Figure 2. Online Traffic and Revenue by Device, November 2017[6]


The In-store Experience

A survey conducted in September by Forbes found respondents reporting that they will spend 6% more this holiday season than they did last year, splitting their purchases 50/50 between online and in stores.[7] Shoppers said that the in-person experience allows them to browse for gifts, try on clothing, or find out more about products.

One group is especially fond of brick-and-mortar shopping: Young Gen Z consumers (age 13 to 16) said they look forward to in-store holiday shopping because of the fun experiences, special events, holiday lights, and in-store specials. It remains to be seen whether this trend will persist as this cohort ages, or whether their preferences will shift in response to adult responsibilities.

Hiring and Jobs

Holiday retail activity relies on an influx of new and temporary employees. Similar to last year, Amazon said it would hire 120,000 more workers in the U.S. for this holiday season to work at the 75 fulfillment centers nationwide—picking, packing, and shipping the deluge of holiday orders. Amazon also said it expects to convert thousands of positions to full-time jobs. 

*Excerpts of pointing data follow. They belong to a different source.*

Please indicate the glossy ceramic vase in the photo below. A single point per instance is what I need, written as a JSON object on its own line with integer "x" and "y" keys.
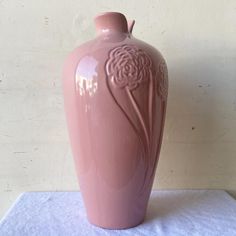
{"x": 115, "y": 92}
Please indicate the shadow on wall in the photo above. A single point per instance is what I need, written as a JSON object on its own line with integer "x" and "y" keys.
{"x": 199, "y": 142}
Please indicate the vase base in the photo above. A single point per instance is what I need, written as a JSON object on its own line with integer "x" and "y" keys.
{"x": 116, "y": 226}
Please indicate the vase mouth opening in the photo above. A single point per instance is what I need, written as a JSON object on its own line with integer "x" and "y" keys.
{"x": 110, "y": 22}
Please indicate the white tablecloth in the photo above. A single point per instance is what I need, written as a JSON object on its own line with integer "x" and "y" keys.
{"x": 177, "y": 212}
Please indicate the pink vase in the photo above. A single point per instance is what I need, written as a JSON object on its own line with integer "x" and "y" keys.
{"x": 115, "y": 91}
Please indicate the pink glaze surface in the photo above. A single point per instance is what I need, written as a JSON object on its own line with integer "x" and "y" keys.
{"x": 115, "y": 92}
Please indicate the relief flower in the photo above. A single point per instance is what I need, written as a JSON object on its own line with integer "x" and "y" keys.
{"x": 128, "y": 66}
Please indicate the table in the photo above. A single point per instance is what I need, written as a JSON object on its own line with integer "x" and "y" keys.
{"x": 170, "y": 212}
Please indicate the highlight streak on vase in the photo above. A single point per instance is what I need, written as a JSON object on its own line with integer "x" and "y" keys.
{"x": 126, "y": 68}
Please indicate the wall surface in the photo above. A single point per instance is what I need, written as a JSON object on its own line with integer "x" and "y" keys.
{"x": 198, "y": 40}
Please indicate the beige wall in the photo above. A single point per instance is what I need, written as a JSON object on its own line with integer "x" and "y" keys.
{"x": 198, "y": 40}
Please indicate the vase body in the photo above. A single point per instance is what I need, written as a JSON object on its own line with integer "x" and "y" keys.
{"x": 115, "y": 92}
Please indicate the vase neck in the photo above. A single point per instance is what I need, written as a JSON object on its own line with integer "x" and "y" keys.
{"x": 111, "y": 22}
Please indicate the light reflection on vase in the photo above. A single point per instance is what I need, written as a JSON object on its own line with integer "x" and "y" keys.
{"x": 85, "y": 76}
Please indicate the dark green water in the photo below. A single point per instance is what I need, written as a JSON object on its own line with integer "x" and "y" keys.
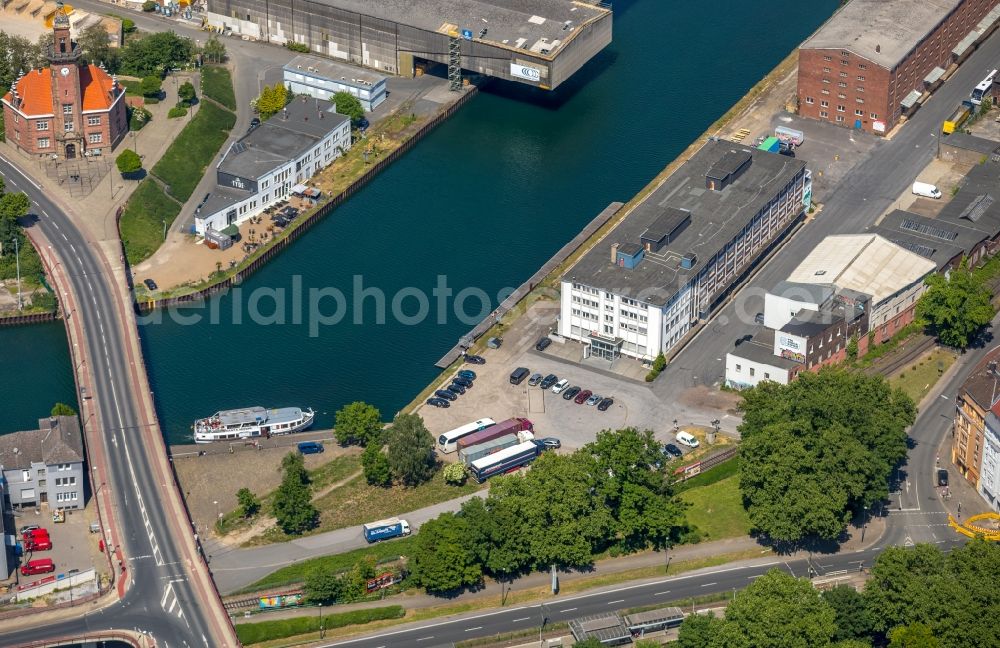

Several U.S. retailers, including Macy’s and Kohl’s, have been concentrating on the online components of their businesses and have ramped up hiring seasonal workers to staff their distribution centers. Target said it would hire 100,000 temporary workers, but Wal-Mart plans to offer existing workers more hours rather than adding seasonal workers.[8]

Sustained Impact

Will the uptick in holiday shopping lead to improved economic conditions, or will the benefits dry up once the Christmas trees hit the curb? Only time will tell. But the NRF survey revealed one very positive data point regarding the economy: Only 27 percent of consumers said that their holiday spending would be affected by concerns about the nation’s economy, down from 32 percent in 2016 and marking the lowest level since the NRF survey began asking that question in 2009 during the Great Recession.

For now, both consumers and economists seem very merry indeed.